Mercurial > repos > iuc > data_manager_hisat2_index_builder

diff data_manager/hisat2_index_builder.xml @ 4:d210e1f185bd draft
planemo upload for repository https://github.com/galaxyproject/tools-iuc/tree/master/data_managers/data_manager_hisat2_index_builder commit 8652f36a3a3838dca989426961561e81432acf4f
author: iuc
date: Tue, 04 Apr 2017 18:09:40 -0400
parents: 4014cb2c17db
children: 8eac26f44d29
--- a/data_manager/hisat2_index_builder.xml	Mon Nov 23 09:41:52 2015 -0500
+++ b/data_manager/hisat2_index_builder.xml	Tue Apr 04 18:09:40 2017 -0400
@@ -1,46 +1,44 @@
-<tool id="hisat2_index_builder_data_manager" name="HISAT2 index" tool_type="manage_data" version="1.0.0">
+<tool id="hisat2_index_builder_data_manager" name="HISAT2 index" tool_type="manage_data" version="2.0.5">
     <description>builder</description>
     <requirements>
-        <requirement type="package" version="2.0">hisat</requirement>
+        <requirement type="package" version="2.0.5">hisat2</requirement>
     </requirements>
-    <stdio>
-        <exit_code range=":-1" />
-        <exit_code range="1:" />
-    </stdio>
-    <command><![CDATA[
+    <command detect_errors="exit_code"><![CDATA[
         #if $advanced.adv_param_select == 'yes' and $advanced.gtf_input:
-            ln -s "${advanced.gtf_input}" gtf_file.gtf &&
-            python \$HISAT2_ROOT_DIR/bin/extract_splice_sites.py gtf_file.gtf > splice_sites.txt &&
-            python \$HISAT2_ROOT_DIR/bin/extract_exons.py gtf_file.gtf > exon.txt &&
-            ls -lh &&
+            ln -s '${advanced.gtf_input}' gtf_file.gtf &&
+            hisat2_extract_splice_sites.py gtf_file.gtf > splice_sites.txt &&
+            hisat2_extract_exons.py gtf_file.gtf > exon.txt &&
         #end if
         #if $advanced.adv_param_select == 'yes' and $advanced.snps:
-            ln -s "${all_fasta_source.fields.path}" genome.fa &&
-            ln -s "${advanced.snps}" snps.tabular &&
-            python \$HISAT2_ROOT_DIR/bin/extract_snps.py --genome_file genome.fa --snp_file snps.tabular > snps.txt &&
+            ln -s '${advanced.snps}' snps.tabular &&
+            #if $advanced.snps.is_of_type('vcf')

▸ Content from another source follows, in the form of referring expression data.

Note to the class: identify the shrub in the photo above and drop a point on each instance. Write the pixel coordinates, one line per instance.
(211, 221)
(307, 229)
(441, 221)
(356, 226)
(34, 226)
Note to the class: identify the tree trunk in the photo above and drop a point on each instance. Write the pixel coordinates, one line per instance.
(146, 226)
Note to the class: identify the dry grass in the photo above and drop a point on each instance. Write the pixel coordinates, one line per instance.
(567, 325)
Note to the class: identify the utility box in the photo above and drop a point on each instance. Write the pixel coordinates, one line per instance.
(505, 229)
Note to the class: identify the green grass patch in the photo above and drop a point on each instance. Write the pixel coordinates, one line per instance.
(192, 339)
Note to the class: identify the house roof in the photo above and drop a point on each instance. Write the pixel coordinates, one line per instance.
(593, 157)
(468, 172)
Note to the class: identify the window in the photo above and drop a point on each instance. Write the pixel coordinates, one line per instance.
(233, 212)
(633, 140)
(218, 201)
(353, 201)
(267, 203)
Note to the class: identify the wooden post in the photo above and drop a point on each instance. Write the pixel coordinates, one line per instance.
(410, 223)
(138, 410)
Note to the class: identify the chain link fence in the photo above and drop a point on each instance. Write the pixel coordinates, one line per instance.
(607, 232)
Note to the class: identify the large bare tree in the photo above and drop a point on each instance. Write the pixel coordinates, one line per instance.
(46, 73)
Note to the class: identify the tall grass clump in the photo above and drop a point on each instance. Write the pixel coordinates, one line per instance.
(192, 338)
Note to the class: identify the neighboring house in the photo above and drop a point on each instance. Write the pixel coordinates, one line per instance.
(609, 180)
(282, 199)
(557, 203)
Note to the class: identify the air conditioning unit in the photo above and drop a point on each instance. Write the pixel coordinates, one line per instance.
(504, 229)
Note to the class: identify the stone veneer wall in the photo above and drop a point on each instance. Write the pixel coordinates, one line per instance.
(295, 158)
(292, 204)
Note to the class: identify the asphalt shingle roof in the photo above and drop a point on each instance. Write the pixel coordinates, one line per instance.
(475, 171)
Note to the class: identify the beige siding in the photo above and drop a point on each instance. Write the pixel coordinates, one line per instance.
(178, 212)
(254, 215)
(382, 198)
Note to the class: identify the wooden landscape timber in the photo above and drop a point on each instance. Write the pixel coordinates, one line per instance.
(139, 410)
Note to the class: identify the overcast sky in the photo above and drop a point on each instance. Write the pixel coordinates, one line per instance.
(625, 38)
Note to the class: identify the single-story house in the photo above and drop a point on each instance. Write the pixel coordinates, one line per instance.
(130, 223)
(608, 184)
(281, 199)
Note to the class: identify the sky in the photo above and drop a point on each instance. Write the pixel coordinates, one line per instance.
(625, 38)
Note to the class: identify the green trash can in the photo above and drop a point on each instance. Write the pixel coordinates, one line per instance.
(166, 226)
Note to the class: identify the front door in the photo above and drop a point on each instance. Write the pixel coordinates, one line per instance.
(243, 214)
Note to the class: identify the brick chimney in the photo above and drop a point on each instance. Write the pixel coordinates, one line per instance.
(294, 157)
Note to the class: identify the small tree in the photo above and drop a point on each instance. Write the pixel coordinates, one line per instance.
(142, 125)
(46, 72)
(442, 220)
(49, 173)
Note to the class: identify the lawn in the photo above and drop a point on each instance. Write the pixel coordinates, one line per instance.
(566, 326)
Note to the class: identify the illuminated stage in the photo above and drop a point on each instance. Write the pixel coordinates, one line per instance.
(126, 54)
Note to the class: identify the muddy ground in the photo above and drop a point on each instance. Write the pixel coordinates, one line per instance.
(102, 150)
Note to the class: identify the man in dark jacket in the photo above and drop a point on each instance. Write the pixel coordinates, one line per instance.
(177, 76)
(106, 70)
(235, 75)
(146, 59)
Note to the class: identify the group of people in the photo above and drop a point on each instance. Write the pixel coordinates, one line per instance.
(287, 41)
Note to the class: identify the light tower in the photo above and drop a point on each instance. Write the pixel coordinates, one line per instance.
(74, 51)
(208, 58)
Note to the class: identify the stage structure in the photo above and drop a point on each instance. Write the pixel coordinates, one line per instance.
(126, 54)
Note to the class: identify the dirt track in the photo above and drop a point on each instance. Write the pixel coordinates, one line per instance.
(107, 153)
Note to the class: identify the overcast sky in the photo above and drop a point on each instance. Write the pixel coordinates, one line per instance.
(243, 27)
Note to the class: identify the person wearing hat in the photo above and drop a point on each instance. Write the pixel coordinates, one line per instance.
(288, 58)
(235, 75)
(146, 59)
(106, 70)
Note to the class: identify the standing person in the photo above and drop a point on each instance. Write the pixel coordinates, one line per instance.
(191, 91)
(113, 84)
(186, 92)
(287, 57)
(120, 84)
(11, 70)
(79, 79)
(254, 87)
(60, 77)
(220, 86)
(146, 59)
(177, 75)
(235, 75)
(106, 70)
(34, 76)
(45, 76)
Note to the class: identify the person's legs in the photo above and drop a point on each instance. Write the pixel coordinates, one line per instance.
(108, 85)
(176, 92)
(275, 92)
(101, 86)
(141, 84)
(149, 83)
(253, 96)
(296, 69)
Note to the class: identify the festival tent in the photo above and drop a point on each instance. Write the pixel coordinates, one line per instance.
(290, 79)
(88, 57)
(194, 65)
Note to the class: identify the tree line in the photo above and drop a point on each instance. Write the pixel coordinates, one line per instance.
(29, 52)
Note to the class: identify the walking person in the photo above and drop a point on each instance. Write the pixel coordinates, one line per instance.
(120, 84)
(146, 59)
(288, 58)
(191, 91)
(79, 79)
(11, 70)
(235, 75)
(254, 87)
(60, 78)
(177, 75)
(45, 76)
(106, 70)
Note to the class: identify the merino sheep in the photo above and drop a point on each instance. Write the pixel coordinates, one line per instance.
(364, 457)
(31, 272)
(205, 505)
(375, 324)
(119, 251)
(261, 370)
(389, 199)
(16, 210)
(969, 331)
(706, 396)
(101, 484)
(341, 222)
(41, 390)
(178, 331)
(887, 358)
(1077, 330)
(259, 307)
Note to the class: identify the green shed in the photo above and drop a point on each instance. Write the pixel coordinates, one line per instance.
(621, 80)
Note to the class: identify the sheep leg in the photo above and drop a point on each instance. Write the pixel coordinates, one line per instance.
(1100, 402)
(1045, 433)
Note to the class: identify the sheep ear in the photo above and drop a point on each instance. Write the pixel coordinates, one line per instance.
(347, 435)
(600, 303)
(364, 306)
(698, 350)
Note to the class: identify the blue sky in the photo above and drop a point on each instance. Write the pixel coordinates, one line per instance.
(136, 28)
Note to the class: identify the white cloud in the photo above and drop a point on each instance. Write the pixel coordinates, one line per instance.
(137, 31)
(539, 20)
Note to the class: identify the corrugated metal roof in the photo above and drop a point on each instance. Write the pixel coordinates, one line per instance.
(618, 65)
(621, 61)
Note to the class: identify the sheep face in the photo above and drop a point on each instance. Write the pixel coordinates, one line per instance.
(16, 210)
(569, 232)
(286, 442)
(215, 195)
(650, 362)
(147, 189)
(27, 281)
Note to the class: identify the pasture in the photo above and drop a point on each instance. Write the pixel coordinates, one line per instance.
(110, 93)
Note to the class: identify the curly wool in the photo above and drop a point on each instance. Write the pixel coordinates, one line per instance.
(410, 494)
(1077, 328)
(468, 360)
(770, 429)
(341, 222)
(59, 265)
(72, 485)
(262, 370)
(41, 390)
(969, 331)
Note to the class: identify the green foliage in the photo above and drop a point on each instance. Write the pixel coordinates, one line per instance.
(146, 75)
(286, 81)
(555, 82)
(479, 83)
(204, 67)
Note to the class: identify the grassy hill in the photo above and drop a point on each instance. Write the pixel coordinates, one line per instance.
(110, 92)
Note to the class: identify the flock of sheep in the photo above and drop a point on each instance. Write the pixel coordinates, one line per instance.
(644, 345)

+                hisat2_extract_snps_haplotypes_VCF.py '${all_fasta_source.fields.path}' snps.tabular extracted &&
+            #else
+                hisat2_extract_snps_haplotypes_UCSC.py '${all_fasta_source.fields.path}' snps.tabular extracted &&
+            #end if
         #end if
-        python $__tool_directory__/hisat2_index_builder.py --output "${out_file}" 
-            --fasta_filename "${all_fasta_source.fields.path}" 
-            --fasta_dbkey "${all_fasta_source.fields.dbkey}" 
-            --fasta_description "${all_fasta_source.fields.name}" 
-            --data_table_name "hisat2_indexes"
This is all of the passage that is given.